Heritage
A house, in its own words
Andrée Putman built her reputation through interior design before approaching perfumery. In 1984, she transformed the Morgans Hotel in New York for Ian Schrager and Steve Rubell, the founders of Studio 54. This project, considered the world's first boutique hotel, established her international profile and introduced her sensibility for restrained elegance to a wider audience. She had previously worked with the Ministry of Culture under Jack Lang and led projects at various design firms before founding her eponymous studio in 1997. That same year, she established a company under her own name, specializing in interior design, product design, and scenography. Her first fragrance arrived in 2001, created in collaboration with perfumer Olivia Giacobetti. In 2016, marking the 15th anniversary of that debut, the brand released five new fragrances under the Preparation Parfumée label. This expansion, developed with creative director Celso Fadelli, marked a new chapter in bringing Putman's aesthetic vision to olfactory form. The collaboration between Putman and Giacobetti continued across multiple releases, establishing a consistent creative voice throughout the line. The brand maintains an archive documenting her design work, spanning hotels, private residences, and product designs across three decades. Her legacy continues through both her studio's ongoing projects and the fragrance collection that translates her spatial sensibility into scent.

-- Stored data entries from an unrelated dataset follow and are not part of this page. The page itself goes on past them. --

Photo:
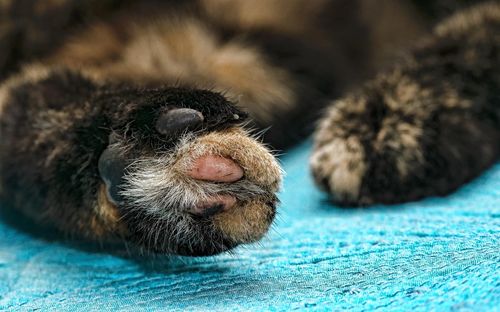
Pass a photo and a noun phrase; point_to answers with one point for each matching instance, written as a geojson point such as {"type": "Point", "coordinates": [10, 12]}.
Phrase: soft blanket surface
{"type": "Point", "coordinates": [435, 254]}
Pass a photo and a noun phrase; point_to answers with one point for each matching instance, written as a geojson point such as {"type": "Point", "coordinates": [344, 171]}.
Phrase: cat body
{"type": "Point", "coordinates": [134, 127]}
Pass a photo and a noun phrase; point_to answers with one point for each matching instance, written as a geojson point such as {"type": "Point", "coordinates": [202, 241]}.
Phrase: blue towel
{"type": "Point", "coordinates": [435, 254]}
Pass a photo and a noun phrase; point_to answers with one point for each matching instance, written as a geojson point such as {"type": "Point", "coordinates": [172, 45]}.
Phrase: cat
{"type": "Point", "coordinates": [140, 126]}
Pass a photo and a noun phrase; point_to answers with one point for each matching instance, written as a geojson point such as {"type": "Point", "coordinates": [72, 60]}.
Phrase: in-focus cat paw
{"type": "Point", "coordinates": [170, 169]}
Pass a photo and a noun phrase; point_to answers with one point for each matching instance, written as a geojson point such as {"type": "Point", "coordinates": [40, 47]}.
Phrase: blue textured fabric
{"type": "Point", "coordinates": [435, 254]}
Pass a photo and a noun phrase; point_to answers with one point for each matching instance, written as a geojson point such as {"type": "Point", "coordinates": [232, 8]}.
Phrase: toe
{"type": "Point", "coordinates": [215, 168]}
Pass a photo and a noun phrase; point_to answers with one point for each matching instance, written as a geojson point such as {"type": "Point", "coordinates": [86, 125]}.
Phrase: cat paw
{"type": "Point", "coordinates": [186, 178]}
{"type": "Point", "coordinates": [395, 141]}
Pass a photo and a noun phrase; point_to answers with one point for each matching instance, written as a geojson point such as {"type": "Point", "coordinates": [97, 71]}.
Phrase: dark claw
{"type": "Point", "coordinates": [111, 167]}
{"type": "Point", "coordinates": [178, 120]}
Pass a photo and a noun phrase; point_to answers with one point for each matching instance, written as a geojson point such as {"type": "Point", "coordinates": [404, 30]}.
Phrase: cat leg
{"type": "Point", "coordinates": [170, 170]}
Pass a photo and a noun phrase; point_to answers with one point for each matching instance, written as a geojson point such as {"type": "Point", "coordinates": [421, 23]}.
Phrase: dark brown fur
{"type": "Point", "coordinates": [423, 128]}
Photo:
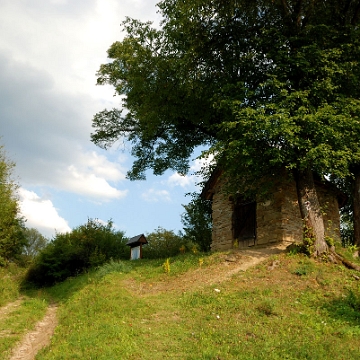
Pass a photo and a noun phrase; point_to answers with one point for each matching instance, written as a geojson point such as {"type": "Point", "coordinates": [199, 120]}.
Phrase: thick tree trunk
{"type": "Point", "coordinates": [310, 210]}
{"type": "Point", "coordinates": [356, 206]}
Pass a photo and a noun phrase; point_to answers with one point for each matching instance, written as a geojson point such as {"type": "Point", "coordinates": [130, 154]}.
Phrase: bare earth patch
{"type": "Point", "coordinates": [9, 308]}
{"type": "Point", "coordinates": [38, 338]}
{"type": "Point", "coordinates": [232, 263]}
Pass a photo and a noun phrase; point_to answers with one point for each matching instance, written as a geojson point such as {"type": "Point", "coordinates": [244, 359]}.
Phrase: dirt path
{"type": "Point", "coordinates": [9, 308]}
{"type": "Point", "coordinates": [38, 338]}
{"type": "Point", "coordinates": [232, 263]}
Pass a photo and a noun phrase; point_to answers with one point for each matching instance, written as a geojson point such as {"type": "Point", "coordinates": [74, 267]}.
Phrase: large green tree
{"type": "Point", "coordinates": [12, 239]}
{"type": "Point", "coordinates": [267, 83]}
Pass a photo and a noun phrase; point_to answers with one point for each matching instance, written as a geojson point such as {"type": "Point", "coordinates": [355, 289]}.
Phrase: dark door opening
{"type": "Point", "coordinates": [244, 223]}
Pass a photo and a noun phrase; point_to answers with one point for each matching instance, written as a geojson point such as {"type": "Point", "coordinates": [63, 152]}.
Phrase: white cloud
{"type": "Point", "coordinates": [87, 183]}
{"type": "Point", "coordinates": [41, 214]}
{"type": "Point", "coordinates": [181, 180]}
{"type": "Point", "coordinates": [153, 195]}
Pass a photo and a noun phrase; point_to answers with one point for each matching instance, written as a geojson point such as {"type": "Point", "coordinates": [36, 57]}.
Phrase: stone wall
{"type": "Point", "coordinates": [222, 209]}
{"type": "Point", "coordinates": [278, 218]}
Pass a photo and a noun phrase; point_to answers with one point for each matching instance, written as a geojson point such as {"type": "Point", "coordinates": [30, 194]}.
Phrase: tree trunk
{"type": "Point", "coordinates": [356, 206]}
{"type": "Point", "coordinates": [310, 210]}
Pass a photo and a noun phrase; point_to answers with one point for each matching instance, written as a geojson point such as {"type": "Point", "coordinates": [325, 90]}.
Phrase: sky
{"type": "Point", "coordinates": [49, 54]}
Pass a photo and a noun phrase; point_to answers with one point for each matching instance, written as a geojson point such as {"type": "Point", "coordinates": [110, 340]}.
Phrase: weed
{"type": "Point", "coordinates": [266, 308]}
{"type": "Point", "coordinates": [166, 266]}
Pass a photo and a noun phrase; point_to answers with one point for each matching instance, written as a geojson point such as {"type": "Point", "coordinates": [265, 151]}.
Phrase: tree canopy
{"type": "Point", "coordinates": [267, 84]}
{"type": "Point", "coordinates": [12, 239]}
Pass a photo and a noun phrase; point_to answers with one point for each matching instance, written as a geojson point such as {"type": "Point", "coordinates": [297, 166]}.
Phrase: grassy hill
{"type": "Point", "coordinates": [204, 307]}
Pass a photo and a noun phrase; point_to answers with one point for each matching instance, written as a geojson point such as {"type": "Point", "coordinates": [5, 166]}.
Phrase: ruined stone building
{"type": "Point", "coordinates": [247, 223]}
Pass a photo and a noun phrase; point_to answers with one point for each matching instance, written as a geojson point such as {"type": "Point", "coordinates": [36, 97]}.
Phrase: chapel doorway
{"type": "Point", "coordinates": [244, 223]}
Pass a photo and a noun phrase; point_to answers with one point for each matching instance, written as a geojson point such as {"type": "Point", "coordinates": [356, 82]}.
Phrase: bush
{"type": "Point", "coordinates": [164, 244]}
{"type": "Point", "coordinates": [69, 254]}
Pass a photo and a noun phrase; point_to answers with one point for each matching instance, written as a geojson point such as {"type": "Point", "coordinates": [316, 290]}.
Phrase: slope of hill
{"type": "Point", "coordinates": [208, 307]}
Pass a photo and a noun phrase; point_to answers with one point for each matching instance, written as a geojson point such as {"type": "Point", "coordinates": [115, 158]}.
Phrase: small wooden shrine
{"type": "Point", "coordinates": [136, 244]}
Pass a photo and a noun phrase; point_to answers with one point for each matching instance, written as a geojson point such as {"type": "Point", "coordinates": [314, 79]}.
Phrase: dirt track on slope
{"type": "Point", "coordinates": [232, 263]}
{"type": "Point", "coordinates": [34, 340]}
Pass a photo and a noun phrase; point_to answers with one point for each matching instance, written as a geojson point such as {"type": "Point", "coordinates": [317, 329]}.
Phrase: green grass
{"type": "Point", "coordinates": [19, 321]}
{"type": "Point", "coordinates": [134, 310]}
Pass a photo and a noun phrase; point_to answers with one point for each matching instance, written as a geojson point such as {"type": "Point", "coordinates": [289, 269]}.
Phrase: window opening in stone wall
{"type": "Point", "coordinates": [244, 223]}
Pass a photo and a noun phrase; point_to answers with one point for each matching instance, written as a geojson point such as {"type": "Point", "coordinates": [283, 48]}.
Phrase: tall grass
{"type": "Point", "coordinates": [144, 313]}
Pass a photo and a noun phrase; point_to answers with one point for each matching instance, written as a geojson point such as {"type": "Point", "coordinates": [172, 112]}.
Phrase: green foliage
{"type": "Point", "coordinates": [164, 244]}
{"type": "Point", "coordinates": [113, 266]}
{"type": "Point", "coordinates": [35, 242]}
{"type": "Point", "coordinates": [268, 84]}
{"type": "Point", "coordinates": [197, 222]}
{"type": "Point", "coordinates": [10, 280]}
{"type": "Point", "coordinates": [257, 314]}
{"type": "Point", "coordinates": [12, 240]}
{"type": "Point", "coordinates": [85, 247]}
{"type": "Point", "coordinates": [305, 267]}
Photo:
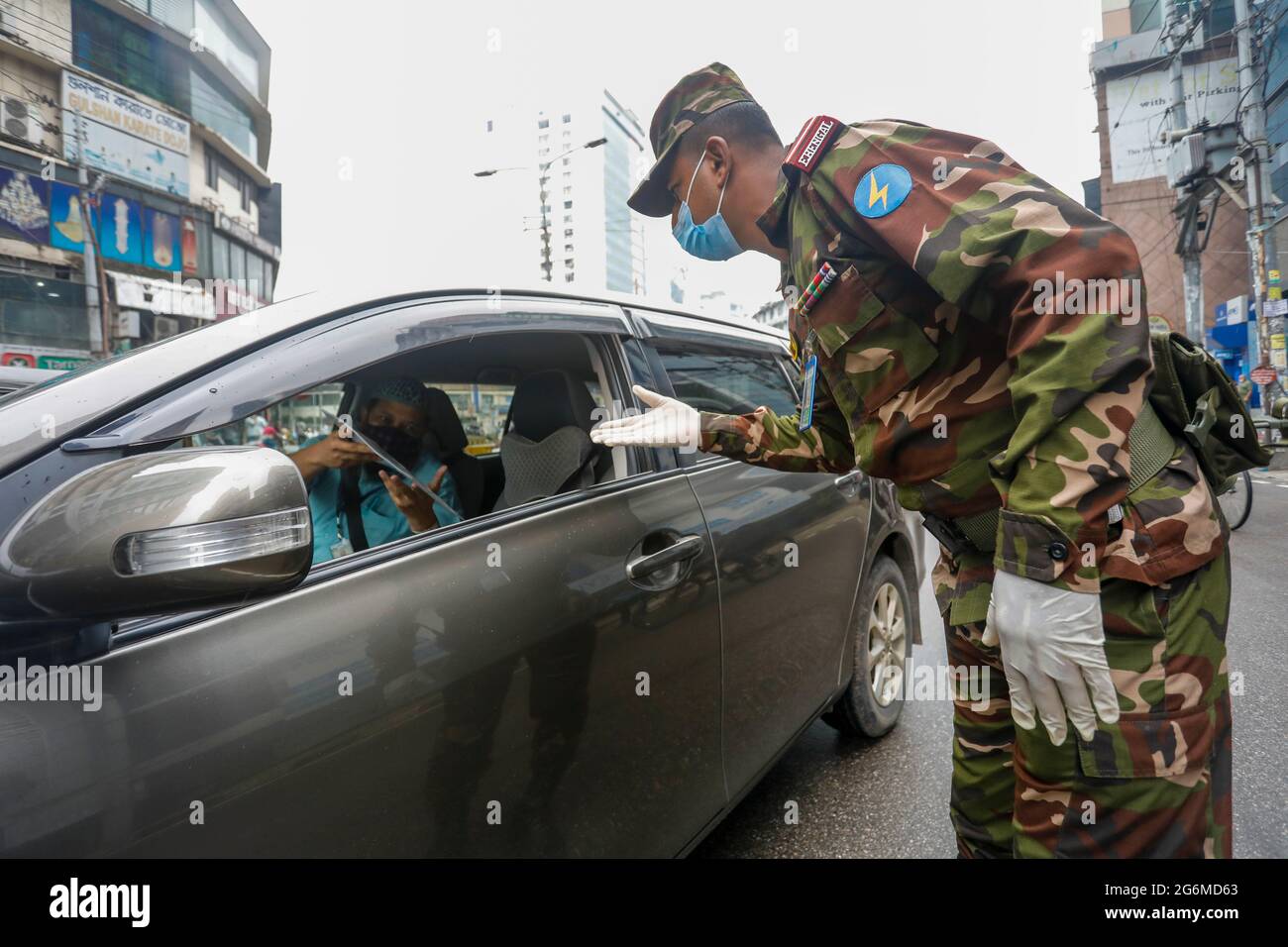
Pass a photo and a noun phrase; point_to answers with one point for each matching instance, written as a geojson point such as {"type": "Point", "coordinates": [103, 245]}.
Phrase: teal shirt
{"type": "Point", "coordinates": [381, 521]}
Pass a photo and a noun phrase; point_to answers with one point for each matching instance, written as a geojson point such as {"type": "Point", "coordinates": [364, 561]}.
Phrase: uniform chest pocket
{"type": "Point", "coordinates": [868, 350]}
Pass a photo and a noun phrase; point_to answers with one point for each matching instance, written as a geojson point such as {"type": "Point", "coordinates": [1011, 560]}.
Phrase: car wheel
{"type": "Point", "coordinates": [883, 644]}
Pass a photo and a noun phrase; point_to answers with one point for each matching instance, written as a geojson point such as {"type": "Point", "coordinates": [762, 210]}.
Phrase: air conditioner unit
{"type": "Point", "coordinates": [21, 119]}
{"type": "Point", "coordinates": [163, 326]}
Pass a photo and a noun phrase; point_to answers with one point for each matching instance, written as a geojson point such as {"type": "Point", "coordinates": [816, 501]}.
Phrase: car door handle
{"type": "Point", "coordinates": [684, 548]}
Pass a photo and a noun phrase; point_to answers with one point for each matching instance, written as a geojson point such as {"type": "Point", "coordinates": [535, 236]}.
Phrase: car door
{"type": "Point", "coordinates": [790, 547]}
{"type": "Point", "coordinates": [523, 684]}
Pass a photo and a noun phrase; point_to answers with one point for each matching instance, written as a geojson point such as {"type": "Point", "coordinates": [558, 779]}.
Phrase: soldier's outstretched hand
{"type": "Point", "coordinates": [668, 423]}
{"type": "Point", "coordinates": [1054, 655]}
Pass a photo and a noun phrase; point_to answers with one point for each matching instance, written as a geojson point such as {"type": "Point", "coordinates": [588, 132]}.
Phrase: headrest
{"type": "Point", "coordinates": [548, 401]}
{"type": "Point", "coordinates": [446, 434]}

Putman's approach to fragrance mirrored her design practice. She sought essentiality over abundance, sobriety over spectacle. Where other designers accumulated notes and effects, she stripped the composition down to what remained necessary. Her fragrances do not announce themselves loudly; they occupy space quietly, the way her interiors did. This economy of means reflects a deeper conviction that luxury lies in precision rather than excess. She believed design should serve daily life rather than dominate it, and her fragrances carry the same functional elegance. The collaboration with Giacobetti allowed this philosophy to take olfactory shape, as both women share an interest in restraint as a form of sophistication. Each fragrance in the collection emerges from a specific reference point in Putman's life or design work, whether a material she favored or a space she created. The perfumes function as biographical artifacts as much as aromatic compositions, carrying the emotional texture of her world. This autobiographical quality distinguishes the line from purely commercial fragrance development, treating each release as an extension of an artistic practice rather than a product launch.